En outre, l'article 129 de la loi de finances pour 2025 prévoit l'indexation sur l'inflation des crédits du CAS Facé, qui s'élevaient alors à 377 millions d'euros par an. En 2025, malgré les contraintes budgétaires, l'enveloppe du CAS Facé a été portée à 365,3 millions d'euros, contre 360 millions d'euros en 2024. Cette augmentation, soutenue par le Gouvernement, a renforcé concrètement l'accompagnement des collectivités dans leurs projets d'électrification rurale.

Afin de poursuivre les investissements dans les réseaux électriques des territoires ruraux, tout en s'inscrivant dans la trajectoire budgétaire globale visant à revenir sous les 3 % de déficit public en 2029, les crédits du CAS Facé ont été fixés à 358,3 millions d'euros dans la loi de finances pour 2026.

M. le président.
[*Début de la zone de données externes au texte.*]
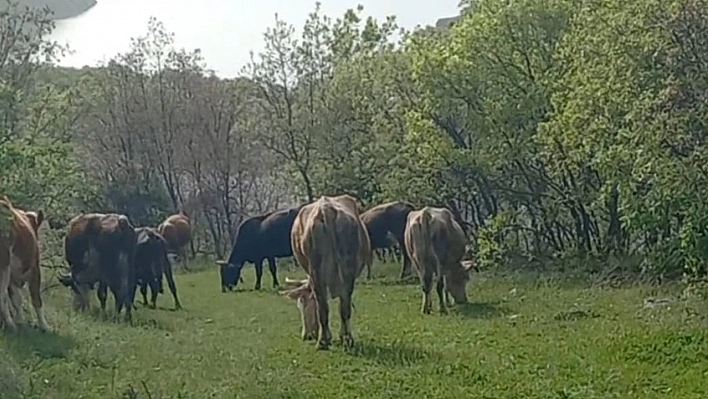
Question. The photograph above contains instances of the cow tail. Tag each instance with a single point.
(332, 277)
(7, 217)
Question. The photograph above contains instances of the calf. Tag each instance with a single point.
(100, 248)
(177, 232)
(151, 264)
(19, 264)
(259, 238)
(385, 219)
(436, 243)
(330, 242)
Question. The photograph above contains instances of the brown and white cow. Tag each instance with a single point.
(100, 249)
(19, 263)
(436, 243)
(177, 231)
(330, 242)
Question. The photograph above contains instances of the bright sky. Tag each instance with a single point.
(225, 30)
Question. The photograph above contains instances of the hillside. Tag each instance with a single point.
(62, 8)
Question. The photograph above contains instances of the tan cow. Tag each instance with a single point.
(177, 231)
(330, 242)
(19, 264)
(436, 243)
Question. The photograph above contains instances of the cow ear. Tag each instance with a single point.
(143, 237)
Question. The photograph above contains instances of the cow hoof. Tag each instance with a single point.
(348, 341)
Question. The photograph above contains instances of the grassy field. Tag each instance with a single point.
(519, 338)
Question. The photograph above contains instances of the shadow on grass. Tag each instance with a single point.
(29, 342)
(140, 319)
(480, 310)
(396, 354)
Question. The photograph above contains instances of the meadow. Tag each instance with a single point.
(521, 336)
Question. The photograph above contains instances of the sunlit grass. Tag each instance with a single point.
(518, 338)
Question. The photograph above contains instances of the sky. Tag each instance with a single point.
(225, 30)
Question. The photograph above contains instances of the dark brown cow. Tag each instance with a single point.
(19, 264)
(151, 264)
(384, 219)
(436, 243)
(177, 231)
(330, 242)
(100, 248)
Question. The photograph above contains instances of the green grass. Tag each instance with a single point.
(519, 338)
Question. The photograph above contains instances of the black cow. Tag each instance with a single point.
(100, 248)
(151, 264)
(389, 218)
(258, 238)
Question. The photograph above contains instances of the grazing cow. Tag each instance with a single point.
(331, 243)
(100, 248)
(258, 238)
(151, 264)
(19, 264)
(436, 243)
(384, 219)
(177, 232)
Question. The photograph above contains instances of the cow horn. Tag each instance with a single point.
(294, 283)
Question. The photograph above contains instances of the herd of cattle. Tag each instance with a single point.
(331, 238)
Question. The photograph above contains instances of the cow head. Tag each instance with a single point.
(35, 218)
(230, 275)
(456, 281)
(301, 291)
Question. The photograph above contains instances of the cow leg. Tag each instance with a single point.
(102, 294)
(172, 286)
(259, 273)
(345, 312)
(154, 290)
(143, 291)
(406, 269)
(320, 287)
(15, 295)
(440, 288)
(4, 292)
(35, 288)
(273, 272)
(427, 286)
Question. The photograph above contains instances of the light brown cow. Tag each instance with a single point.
(436, 243)
(19, 264)
(330, 242)
(177, 231)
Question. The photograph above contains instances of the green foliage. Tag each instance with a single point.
(44, 175)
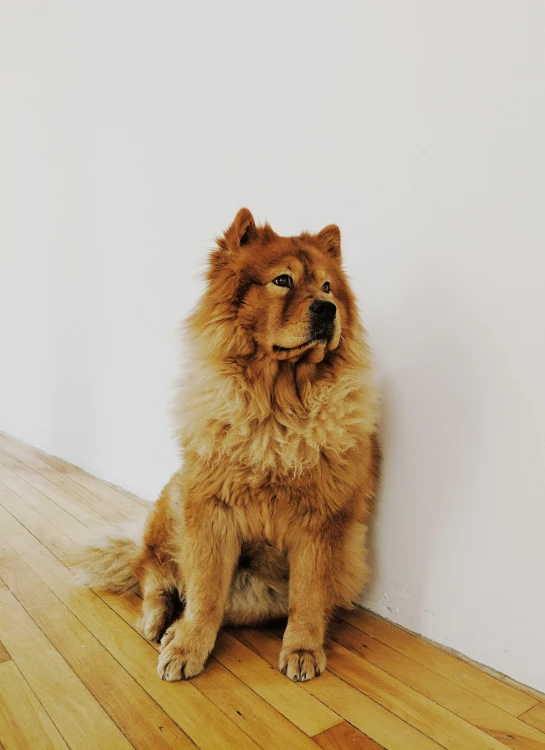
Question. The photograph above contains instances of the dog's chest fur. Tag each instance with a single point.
(224, 419)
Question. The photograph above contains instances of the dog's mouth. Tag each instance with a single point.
(317, 338)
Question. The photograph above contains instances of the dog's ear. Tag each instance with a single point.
(330, 239)
(242, 231)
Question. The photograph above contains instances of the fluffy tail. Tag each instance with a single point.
(108, 564)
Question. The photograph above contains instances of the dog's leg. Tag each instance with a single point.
(311, 601)
(210, 552)
(160, 607)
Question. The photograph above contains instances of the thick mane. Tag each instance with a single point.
(275, 418)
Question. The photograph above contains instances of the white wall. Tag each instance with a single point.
(131, 132)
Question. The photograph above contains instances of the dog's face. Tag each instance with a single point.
(288, 295)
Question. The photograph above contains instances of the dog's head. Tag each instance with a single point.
(285, 296)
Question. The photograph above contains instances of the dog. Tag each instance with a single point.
(276, 418)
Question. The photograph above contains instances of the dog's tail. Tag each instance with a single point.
(108, 563)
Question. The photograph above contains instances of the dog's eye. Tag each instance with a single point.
(283, 280)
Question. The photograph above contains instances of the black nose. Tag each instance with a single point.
(324, 310)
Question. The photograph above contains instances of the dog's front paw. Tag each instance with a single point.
(181, 656)
(301, 665)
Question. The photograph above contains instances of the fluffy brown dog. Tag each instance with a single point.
(267, 516)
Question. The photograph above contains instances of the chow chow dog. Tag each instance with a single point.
(276, 417)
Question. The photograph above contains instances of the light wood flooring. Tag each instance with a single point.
(75, 673)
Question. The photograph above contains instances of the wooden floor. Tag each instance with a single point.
(75, 673)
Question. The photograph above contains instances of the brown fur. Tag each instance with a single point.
(268, 515)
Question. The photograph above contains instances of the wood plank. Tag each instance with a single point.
(139, 717)
(369, 717)
(475, 710)
(433, 720)
(4, 656)
(100, 487)
(55, 540)
(60, 516)
(184, 703)
(345, 736)
(253, 675)
(77, 715)
(467, 676)
(109, 511)
(307, 711)
(535, 716)
(227, 691)
(301, 709)
(253, 714)
(23, 722)
(84, 513)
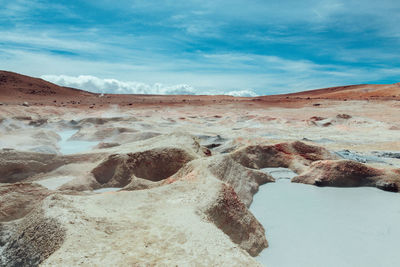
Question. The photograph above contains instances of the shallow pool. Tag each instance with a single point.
(107, 189)
(73, 146)
(321, 226)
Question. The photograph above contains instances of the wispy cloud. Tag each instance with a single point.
(259, 46)
(113, 86)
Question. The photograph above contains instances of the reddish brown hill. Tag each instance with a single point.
(353, 92)
(14, 86)
(16, 89)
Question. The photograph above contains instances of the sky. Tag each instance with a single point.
(236, 47)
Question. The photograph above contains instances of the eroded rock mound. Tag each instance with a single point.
(16, 166)
(296, 156)
(347, 173)
(245, 181)
(153, 165)
(233, 218)
(35, 238)
(160, 226)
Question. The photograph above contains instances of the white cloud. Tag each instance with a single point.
(241, 93)
(98, 85)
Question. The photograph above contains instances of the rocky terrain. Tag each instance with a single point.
(89, 179)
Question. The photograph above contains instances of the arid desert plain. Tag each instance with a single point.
(305, 179)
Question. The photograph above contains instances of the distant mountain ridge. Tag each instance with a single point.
(14, 86)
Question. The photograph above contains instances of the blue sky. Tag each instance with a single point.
(201, 47)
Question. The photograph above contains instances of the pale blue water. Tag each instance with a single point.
(310, 226)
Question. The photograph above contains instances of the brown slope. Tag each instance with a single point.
(354, 92)
(14, 86)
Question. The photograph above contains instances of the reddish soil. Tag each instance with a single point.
(16, 89)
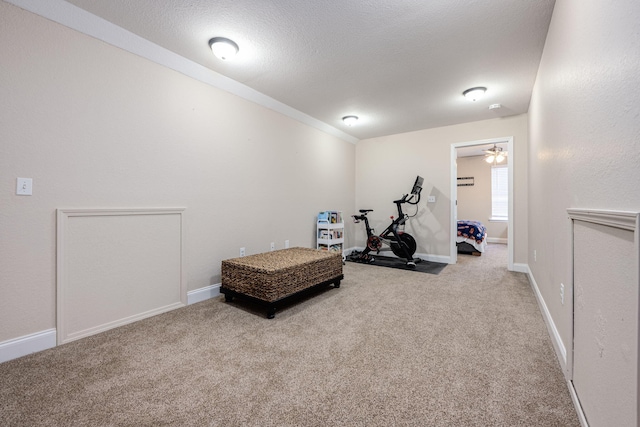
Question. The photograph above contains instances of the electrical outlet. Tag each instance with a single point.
(24, 186)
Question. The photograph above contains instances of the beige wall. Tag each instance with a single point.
(387, 166)
(97, 127)
(584, 137)
(474, 202)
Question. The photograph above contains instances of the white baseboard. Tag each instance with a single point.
(22, 346)
(500, 240)
(576, 403)
(203, 294)
(521, 268)
(558, 345)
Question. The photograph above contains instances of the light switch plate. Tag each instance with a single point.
(24, 187)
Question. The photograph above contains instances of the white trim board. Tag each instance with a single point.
(117, 266)
(27, 344)
(84, 22)
(556, 340)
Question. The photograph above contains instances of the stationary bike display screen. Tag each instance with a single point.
(417, 186)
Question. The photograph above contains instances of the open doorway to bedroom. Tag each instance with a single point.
(475, 192)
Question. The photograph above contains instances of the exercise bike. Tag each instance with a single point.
(402, 244)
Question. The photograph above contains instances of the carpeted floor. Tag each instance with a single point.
(388, 348)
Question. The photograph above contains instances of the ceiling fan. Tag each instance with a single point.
(495, 155)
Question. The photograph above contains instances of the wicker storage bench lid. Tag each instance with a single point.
(271, 276)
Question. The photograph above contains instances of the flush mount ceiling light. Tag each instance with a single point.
(474, 93)
(350, 120)
(495, 155)
(223, 48)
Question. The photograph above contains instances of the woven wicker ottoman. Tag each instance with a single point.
(274, 278)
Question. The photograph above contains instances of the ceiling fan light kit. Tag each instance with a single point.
(495, 155)
(223, 48)
(350, 120)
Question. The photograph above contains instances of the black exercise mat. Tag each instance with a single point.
(421, 267)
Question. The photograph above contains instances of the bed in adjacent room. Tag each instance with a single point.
(471, 238)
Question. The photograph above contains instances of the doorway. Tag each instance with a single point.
(454, 193)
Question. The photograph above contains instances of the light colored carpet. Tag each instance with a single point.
(467, 347)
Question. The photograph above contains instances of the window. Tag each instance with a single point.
(499, 193)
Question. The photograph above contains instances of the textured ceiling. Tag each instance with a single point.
(398, 65)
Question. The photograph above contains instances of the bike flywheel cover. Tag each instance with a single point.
(374, 243)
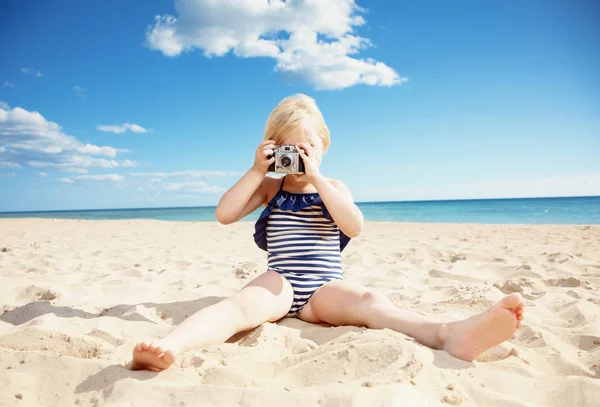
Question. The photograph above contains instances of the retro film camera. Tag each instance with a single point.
(287, 160)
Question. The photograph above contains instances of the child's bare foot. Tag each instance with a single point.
(467, 339)
(156, 356)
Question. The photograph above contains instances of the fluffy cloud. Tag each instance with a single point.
(32, 72)
(192, 186)
(8, 164)
(93, 178)
(312, 39)
(185, 174)
(117, 129)
(28, 139)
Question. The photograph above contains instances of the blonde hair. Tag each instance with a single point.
(288, 116)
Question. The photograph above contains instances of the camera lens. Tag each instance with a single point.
(285, 161)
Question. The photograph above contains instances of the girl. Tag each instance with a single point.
(307, 221)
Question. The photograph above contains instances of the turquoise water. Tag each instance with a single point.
(575, 210)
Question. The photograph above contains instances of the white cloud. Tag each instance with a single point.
(94, 178)
(192, 186)
(8, 164)
(186, 174)
(285, 31)
(28, 139)
(118, 129)
(32, 72)
(79, 91)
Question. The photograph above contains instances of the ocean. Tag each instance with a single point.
(571, 210)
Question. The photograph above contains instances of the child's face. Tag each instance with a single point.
(306, 133)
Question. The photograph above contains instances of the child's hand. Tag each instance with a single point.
(311, 164)
(262, 160)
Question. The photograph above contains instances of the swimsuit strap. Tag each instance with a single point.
(281, 185)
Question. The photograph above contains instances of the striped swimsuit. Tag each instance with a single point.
(303, 243)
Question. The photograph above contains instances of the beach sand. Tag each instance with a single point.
(76, 296)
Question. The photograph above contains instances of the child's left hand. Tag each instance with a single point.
(311, 164)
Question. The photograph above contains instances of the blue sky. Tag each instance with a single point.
(157, 103)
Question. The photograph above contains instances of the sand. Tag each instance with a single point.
(77, 295)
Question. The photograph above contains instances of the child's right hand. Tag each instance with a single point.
(262, 160)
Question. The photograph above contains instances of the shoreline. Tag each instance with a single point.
(252, 221)
(77, 295)
(357, 202)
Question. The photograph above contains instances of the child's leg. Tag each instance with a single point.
(346, 303)
(267, 298)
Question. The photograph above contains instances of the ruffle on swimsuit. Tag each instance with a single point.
(295, 202)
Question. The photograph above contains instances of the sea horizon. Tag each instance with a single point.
(539, 210)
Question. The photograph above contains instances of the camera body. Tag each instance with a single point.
(287, 160)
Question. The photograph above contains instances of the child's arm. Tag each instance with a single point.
(341, 206)
(250, 191)
(335, 195)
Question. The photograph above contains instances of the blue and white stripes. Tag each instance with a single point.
(304, 247)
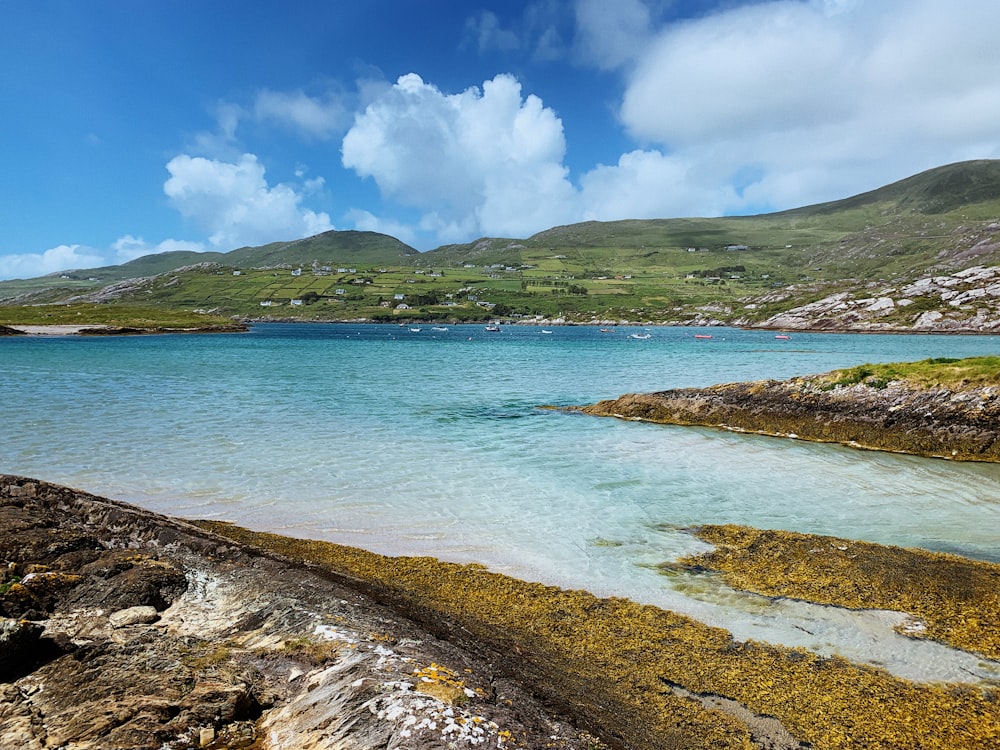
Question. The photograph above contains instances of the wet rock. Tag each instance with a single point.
(963, 425)
(201, 639)
(18, 643)
(123, 618)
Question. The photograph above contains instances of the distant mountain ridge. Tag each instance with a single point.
(919, 254)
(335, 246)
(934, 191)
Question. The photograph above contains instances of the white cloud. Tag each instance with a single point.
(483, 161)
(650, 185)
(487, 34)
(233, 203)
(129, 248)
(610, 34)
(365, 221)
(316, 117)
(61, 258)
(818, 99)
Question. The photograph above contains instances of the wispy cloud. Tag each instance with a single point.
(233, 203)
(63, 257)
(128, 248)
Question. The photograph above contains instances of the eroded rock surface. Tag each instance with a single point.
(125, 629)
(962, 425)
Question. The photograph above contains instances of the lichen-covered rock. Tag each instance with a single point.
(152, 633)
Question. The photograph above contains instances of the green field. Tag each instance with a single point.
(663, 270)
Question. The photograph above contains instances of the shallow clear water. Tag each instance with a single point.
(431, 442)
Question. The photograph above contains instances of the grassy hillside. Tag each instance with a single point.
(664, 270)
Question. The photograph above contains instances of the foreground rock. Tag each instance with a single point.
(936, 422)
(123, 629)
(162, 634)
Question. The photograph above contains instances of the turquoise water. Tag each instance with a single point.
(431, 442)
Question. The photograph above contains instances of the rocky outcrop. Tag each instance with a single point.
(962, 425)
(124, 629)
(966, 301)
(157, 633)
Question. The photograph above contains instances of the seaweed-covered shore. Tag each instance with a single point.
(126, 629)
(956, 423)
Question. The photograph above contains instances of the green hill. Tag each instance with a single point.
(740, 270)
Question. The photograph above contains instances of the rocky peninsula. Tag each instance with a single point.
(862, 408)
(125, 629)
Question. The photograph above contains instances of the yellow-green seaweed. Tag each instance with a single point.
(957, 598)
(612, 663)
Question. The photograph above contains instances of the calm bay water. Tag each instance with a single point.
(431, 442)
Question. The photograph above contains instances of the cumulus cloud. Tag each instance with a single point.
(61, 258)
(233, 203)
(485, 161)
(610, 34)
(819, 99)
(651, 185)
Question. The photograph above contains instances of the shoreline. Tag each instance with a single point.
(360, 645)
(85, 329)
(242, 325)
(955, 424)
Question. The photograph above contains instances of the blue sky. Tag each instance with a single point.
(132, 127)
La parole est à M. Patrick Chaize, pour la réplique.

M. Patrick Chaize. Madame la ministre, vous n'avez pas du tout répondu à ma question. Ce qui est en train de se passer est très grave. Dans la loi de finances pour 2025, nous avons effectivement accepté de changer le système, car le Gouvernement s'était engagé à ce que les crédits du CAS Facé suivent l'inflation.

Hier, au Sénat, le Premier ministre s'est engagé à ce que les recettes supplémentaires liées aux carburants soient reversées dans les secteurs d'activité concernés. Il faudrait faire de même pour l'électricité ! Pour répondre aux besoins et atteindre nos objectifs de décarbonation, les réseaux électriques doivent être développés, notamment dans les territoires ruraux.

Je demande solennellement au Gouvernement de tenir ses engagements.